At first, believing she was hallucinating or too traumatized to know what she was saying, I thought of pretending not to hear. Desperation was in her voice, though, and I asked, “Who do you think has died?”

“Myron.” She puled and her jaw quivered as if she was cold, but this was a hot September day and she couldn’t have been.

“Was Myron in the tower?”

She nodded and her face contorted into an ugly melange of grief and loss as she cried unrestrained. After several minutes her sobs eased and she spoke again, telling me Myron was one of the men in her office. They were dating and he was married.
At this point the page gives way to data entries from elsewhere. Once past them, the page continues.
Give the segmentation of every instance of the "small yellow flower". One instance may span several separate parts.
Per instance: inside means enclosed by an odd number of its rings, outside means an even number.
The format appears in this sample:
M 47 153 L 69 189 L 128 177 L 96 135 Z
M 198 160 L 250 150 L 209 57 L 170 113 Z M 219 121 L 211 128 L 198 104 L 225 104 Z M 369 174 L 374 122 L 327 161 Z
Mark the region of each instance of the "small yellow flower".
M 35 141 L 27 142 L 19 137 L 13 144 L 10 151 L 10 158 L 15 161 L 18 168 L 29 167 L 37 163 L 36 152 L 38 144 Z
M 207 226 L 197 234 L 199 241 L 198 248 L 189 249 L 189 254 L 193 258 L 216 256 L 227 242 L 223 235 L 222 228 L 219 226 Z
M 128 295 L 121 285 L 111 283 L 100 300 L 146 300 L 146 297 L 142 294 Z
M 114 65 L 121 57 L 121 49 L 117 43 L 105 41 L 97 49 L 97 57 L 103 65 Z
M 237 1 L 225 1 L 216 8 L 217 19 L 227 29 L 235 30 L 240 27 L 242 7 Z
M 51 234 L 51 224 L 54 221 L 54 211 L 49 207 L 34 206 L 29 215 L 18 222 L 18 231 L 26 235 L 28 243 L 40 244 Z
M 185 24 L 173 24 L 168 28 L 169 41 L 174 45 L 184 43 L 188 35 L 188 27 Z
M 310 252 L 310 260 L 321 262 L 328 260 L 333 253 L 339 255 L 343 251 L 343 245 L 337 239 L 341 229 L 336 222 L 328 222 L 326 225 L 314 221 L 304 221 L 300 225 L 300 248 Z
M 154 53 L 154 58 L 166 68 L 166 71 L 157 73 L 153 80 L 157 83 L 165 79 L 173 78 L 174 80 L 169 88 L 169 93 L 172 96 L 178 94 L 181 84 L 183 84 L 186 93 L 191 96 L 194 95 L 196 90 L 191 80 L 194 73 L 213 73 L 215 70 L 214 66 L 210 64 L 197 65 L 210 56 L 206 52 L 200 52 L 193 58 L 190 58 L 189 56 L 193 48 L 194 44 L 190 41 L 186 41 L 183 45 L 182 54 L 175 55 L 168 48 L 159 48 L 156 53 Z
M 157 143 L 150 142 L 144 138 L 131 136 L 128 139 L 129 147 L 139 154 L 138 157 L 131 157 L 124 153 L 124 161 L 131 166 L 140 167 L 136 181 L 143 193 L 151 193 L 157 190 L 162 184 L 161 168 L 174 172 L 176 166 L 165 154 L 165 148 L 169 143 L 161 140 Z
She had recently met his wife, a nice woman she could’ve been friends with under other circumstances; and both of them, the woman and her lover, Myron, later marveled at how well they had managed to get through the episode without letting on. “We were so damned pleased with ourselves.” She frowned and continued to handle the one slowly disintegrating tissue in her fingers.

She put her head in her hands and, in a wheezing voice, told me she loved him, she honestly did. The affair had gone on for a year and she wanted to stop, but couldn’t help herself. It was her fault, she said. She should’ve waited for him. She should’ve made him leave the office. He was calling his wife, to make sure their kids were okay. Her fault, she said, everything.

I tried to get her off the subject and asked how she got into the diner. Someone had dragged her in, she answered, because she’d stopped right in front of the storefront to catch her breath. Otherwise she didn’t know — she might’ve gone back and died too.

A man said his cell phone was working, prompting everyone with one to check for messages or attempt to place a call. Bleeps and tinkles drowned out the cries and whimpers for a moment. A woman behind the bar dropped bunches of paper towels on the countertop and I reached over for two, handing one to the woman. She looked at it, but seemed unable to move. She looked down again and said, “He’s dead.”

“You don’t know that.”

“Yes, I do. He’s dead.”

I rubbed a hand through my hair and scratched the top of it. “If he is, it’s not your fault.” I tapped a finger in front of her. “It’s not your fault at all.”

When I held her left wrist and shook it, she trembled. In one fluid motion, she stood, flung open her arms, and clung tight to my neck. I patted her back and moved my face out of her dark hair so I could breathe. After I don’t know how long I slowly eased her away, sat her down and held her hands. Her eyes faced her lap, where her busy hands played with the tissue like it was a miniature Rubik’s cube she was trying hard to crack. Writing was on the inside. I could tell when I noticed the ink. I imagine the tissue held a love note or maybe just Myron’s name, but I don’t know for sure.

“You’re going to be fine,” I said. “You’re absolutely going to be fine. You did nothing wrong.”

“Thank you, thank you.” She nodded and sobbed and grabbed a paper towel to dab her eyes.

Police officers and emergency workers came in and asked if anyone needed help. Those who did were ambulanced to a hospital or a nearby triage center, depending on the severity of their injuries. I didn’t ask them for interviews, but the sight of the officers and rescue personnel indicated it was time to go back outside. I picked up my notebook, kissed the woman on the head, and told her to take care of herself.

I didn’t ask her name. In fact, I don’t think I asked her anything. I just listened to what she needed to say. And, until now, I have never reported it to anyone, maybe because I always thought it would be impertinent and even unprofessional, since I don’t think I introduced myself. In any case, I understand I made a choice to not consider exploiting her story, and I did so because such a gesture seemed so obviously appropriate at the time, even for a reporter in New York on the most important news day of my career.